After a federal judge struck down a new map of Boston City Council districts that the council passed and the mayor signed last year, citing a potential violation of the Constitution’s 14th Amendment, the city’s lawmakers have been scrambling to pass a new map in time to avoid postponing this year’s council elections.
Dividing the city into nine districts of roughly equal population, while respecting the requirements in the Voting Rights Act to provide opportunities for racial minorities to gain political power, would be challenging under the best of circumstances. But political motivations and electoral self preservation seem to be clouding the council’s debate on where to draw the new district lines, which only underscores the need for independent redistricting commissions that would take council district drawing out of the hands of politicians.

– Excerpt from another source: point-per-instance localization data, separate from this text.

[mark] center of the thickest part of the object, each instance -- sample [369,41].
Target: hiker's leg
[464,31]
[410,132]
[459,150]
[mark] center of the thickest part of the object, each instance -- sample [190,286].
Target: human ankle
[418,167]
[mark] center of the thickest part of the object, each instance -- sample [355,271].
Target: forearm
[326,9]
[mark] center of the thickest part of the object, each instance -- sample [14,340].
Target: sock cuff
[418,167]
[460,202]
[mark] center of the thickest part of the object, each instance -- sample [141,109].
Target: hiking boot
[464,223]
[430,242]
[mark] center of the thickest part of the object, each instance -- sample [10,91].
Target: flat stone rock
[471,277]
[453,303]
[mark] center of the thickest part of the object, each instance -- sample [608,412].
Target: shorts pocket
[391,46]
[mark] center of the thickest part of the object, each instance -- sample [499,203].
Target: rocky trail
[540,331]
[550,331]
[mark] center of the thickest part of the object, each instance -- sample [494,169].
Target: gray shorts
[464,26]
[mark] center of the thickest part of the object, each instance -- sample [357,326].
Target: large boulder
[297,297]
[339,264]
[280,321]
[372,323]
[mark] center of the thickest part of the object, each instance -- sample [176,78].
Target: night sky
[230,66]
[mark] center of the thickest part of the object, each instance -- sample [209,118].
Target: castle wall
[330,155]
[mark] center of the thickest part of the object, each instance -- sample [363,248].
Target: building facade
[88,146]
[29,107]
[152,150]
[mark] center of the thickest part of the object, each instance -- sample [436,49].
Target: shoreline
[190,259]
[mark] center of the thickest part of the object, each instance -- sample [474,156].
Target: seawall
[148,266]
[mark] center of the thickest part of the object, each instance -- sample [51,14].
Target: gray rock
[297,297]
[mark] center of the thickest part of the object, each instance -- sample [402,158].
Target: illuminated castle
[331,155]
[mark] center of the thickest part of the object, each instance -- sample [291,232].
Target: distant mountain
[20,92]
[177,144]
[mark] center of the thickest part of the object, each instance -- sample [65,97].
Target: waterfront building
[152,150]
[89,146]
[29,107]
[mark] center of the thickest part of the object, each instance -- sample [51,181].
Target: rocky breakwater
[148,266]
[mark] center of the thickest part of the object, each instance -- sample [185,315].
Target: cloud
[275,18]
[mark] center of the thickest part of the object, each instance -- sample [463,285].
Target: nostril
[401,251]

“There’s funny business happening here and I just wanna name that for the record,” Boston City Councilor Julia Mejia said at a hearing on Monday, alluding to what she referred to as a “power struggle” and various political interests at play behind the scenes. While Mejia didn’t expand on what she meant, the reality is that it’s hard to ignore the councilors’ own political stakes in the final map.
Just take a look at some of the precincts that have been subject to some of the most contentious arguments in recent City Council hearings. Two of those precincts lie in Mattapan and, as of the last redistricting process 10 years ago, fall within District 5, which is represented by Ricardo Arroyo. And while the council has been considering moving them back into District 4 in order to balance population changes there, Arroyo has argued that maintaining the majority of Mattapan in his district better serves the neighborhood.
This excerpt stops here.